1963 : la tournée triomphale de La Joconde aux États-Unis

Par Isabelle Manca · Le Journal des Arts

Le 15 février 2018 - 835 mots

L’éventualité d’un prêt – diplomatique – de la tapisserie de Bayeux au Royaume-Uni soulève les mêmes réticences de la part des conservateurs que le prêt en son temps de la star du Louvre à l’Amérique.

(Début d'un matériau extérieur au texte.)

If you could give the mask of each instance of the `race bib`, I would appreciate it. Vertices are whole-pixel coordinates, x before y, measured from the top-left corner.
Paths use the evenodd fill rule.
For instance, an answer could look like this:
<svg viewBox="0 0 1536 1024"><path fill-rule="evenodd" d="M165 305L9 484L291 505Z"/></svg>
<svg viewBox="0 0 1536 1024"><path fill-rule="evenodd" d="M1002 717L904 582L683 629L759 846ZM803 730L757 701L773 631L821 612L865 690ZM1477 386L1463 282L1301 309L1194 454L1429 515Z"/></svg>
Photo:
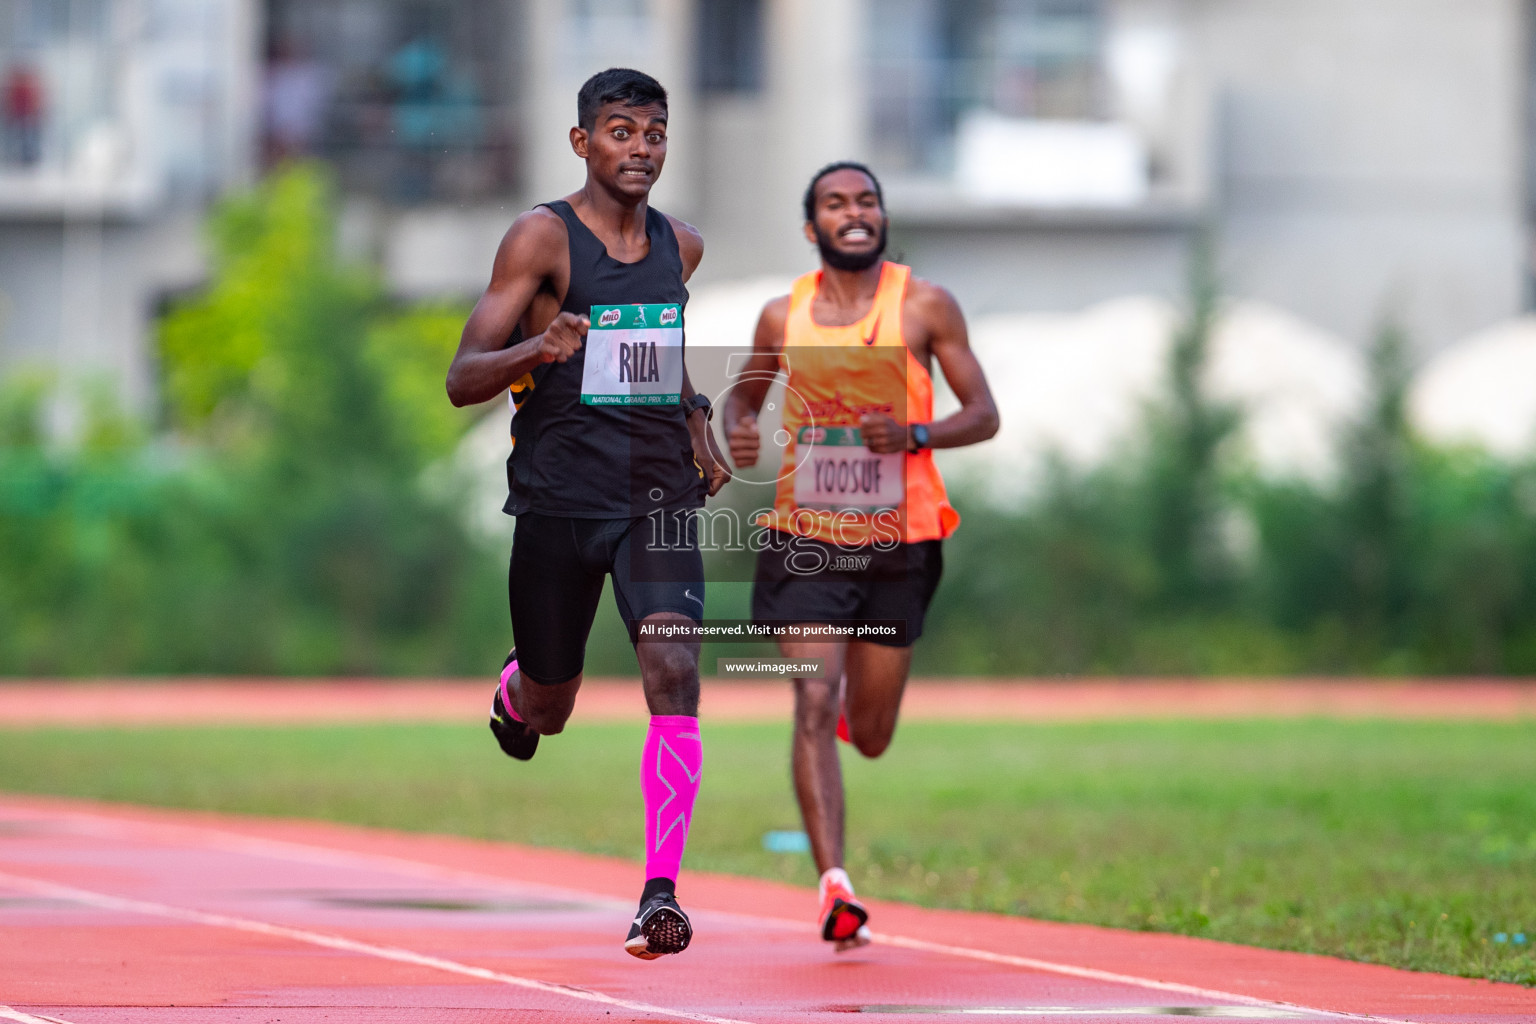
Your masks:
<svg viewBox="0 0 1536 1024"><path fill-rule="evenodd" d="M876 454L858 427L801 427L796 440L795 504L877 512L905 495L904 452Z"/></svg>
<svg viewBox="0 0 1536 1024"><path fill-rule="evenodd" d="M676 405L683 391L683 307L593 306L583 405Z"/></svg>

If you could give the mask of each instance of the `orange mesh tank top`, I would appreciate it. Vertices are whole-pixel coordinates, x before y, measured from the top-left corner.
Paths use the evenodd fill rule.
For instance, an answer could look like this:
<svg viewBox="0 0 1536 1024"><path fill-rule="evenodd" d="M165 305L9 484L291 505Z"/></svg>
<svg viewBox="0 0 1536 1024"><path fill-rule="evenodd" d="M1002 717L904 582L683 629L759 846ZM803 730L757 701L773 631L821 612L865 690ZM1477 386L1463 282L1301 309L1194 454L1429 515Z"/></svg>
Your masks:
<svg viewBox="0 0 1536 1024"><path fill-rule="evenodd" d="M933 452L875 454L859 420L880 412L898 423L933 419L933 378L907 348L902 302L910 267L886 263L869 312L824 327L811 315L821 284L813 271L789 293L781 365L788 371L789 441L765 526L831 544L915 543L955 532Z"/></svg>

Diplomatie. À la mi-janvier le président Emmanuel Macron a fait sensation en annonçant qu’il souhaitait prêter la tapisserie de Bayeux au Royaume-Uni. Ce joyau médiéval, narrant la conquête de l’Angleterre par le duc de Normandie, est un puissant symbole des relations entre les deux pays. Le chef-d’œuvre, classé monument historique, n’a jamais été prêté. L’envoyer chez nos anciens ennemis héréditaires serait donc un signal politique extrêmement fort, alors que les rapports franco-britanniques accusent un sérieux refroidissement, sur fond de crise migratoire et de Brexit. Les Britanniques ont d’ailleurs chaleureusement salué ce geste d’amitié, lourd de sens.

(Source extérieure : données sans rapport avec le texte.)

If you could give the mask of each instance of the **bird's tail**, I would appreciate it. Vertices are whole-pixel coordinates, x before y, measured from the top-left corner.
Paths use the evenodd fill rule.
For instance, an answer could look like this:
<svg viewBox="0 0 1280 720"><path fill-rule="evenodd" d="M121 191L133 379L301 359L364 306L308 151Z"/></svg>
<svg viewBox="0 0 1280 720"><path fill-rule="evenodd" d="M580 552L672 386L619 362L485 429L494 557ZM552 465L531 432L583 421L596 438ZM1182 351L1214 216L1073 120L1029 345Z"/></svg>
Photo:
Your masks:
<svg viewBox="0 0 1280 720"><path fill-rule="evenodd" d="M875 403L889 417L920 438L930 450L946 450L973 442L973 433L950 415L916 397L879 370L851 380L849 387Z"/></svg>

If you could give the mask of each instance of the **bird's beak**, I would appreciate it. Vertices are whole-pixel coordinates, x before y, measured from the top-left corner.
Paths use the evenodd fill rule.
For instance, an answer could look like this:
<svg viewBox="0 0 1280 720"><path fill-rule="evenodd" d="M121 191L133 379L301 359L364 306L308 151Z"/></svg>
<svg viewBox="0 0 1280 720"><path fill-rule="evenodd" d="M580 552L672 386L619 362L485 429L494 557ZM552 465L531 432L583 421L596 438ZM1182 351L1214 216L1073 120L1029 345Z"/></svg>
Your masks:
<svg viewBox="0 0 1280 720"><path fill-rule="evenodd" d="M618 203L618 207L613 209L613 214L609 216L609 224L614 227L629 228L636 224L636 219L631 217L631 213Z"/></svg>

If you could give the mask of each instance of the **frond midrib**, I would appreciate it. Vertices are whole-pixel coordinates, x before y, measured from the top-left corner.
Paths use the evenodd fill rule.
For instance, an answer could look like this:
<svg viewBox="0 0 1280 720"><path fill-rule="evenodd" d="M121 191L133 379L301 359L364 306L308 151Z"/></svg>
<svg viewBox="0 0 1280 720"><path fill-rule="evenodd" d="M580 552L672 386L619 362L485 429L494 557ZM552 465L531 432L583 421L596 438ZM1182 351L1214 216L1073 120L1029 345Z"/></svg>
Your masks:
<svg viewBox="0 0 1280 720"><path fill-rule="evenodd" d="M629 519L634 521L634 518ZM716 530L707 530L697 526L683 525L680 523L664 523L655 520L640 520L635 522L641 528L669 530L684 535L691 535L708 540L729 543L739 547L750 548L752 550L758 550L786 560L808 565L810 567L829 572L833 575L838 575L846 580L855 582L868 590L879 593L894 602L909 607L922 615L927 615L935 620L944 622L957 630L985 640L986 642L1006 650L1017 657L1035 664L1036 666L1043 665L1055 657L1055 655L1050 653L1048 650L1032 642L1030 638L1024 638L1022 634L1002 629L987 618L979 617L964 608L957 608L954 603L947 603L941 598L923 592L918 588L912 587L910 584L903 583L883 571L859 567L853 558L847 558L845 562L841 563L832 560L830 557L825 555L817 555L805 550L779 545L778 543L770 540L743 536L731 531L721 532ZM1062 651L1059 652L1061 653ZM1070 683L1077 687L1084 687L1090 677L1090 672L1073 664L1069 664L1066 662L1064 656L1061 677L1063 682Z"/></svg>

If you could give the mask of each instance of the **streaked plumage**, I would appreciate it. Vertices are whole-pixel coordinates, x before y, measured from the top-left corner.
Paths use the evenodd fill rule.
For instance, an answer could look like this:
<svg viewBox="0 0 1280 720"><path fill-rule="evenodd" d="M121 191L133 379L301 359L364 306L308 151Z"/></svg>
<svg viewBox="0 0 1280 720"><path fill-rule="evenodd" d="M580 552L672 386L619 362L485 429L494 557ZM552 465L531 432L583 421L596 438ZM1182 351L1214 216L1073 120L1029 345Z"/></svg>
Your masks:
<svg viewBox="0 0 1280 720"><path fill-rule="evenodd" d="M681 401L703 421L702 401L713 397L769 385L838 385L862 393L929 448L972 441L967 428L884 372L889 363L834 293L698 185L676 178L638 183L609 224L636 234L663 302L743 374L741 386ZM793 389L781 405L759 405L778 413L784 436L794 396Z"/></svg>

Côté français, la nouvelle a été accueillie plus fraîchement. Une poignée de défenseurs du patrimoine et quelques journalistes ont fustigé cette initiative, invoquant la fragilité de l’œuvre et la démarche autoritaire du président de la République. Pour qui connaît l’histoire des prêts, ce petit emballement médiatique n’a toutefois rien d’inédit. L’export d’œuvres iconiques soulève, en effet, presque systématiquement un tollé. Et ce depuis la première opération du genre : la tournée de La Joconde aux États-Unis en 1963. Il s’agissait, déjà, d’un acte symbolique. En pleine guerre froide, cette ambassadrice avait ouvertement vocation à réchauffer les relations diplomatiques tendues entre les deux anciens alliés, tout en soignant l’image internationale de la France.

Un émissaire de charme
Le prêt du tableau de Léonard n’est pourtant pas à mettre au crédit du gouvernement français. L’idée a été soufflée à Malraux par un reporter du Washington Post, Edward T. Folliard. Dans l’ouvrage André Malraux et le rayonnement culturel de la France (éd. Complexe, 2004), l’un des auteurs, Herman Lebovics, relate cet échange, impensable de nos jours. Folliard « avait profité de la visite de Malraux à Washington pour demander au ministre des Affaires culturelles que l’opportunité soit donnée aux Américains d’admirer ce grand chef-d’œuvre aux États-Unis ». L’auteur du Musée imaginaire lui répond sans ambages, et sans consulter quiconque, que sa requête pourrait certainement être exaucée. Jackie Kennedy, alors première dame des États-Unis, appuie fortement la suggestion du journaliste et le deal est conclu.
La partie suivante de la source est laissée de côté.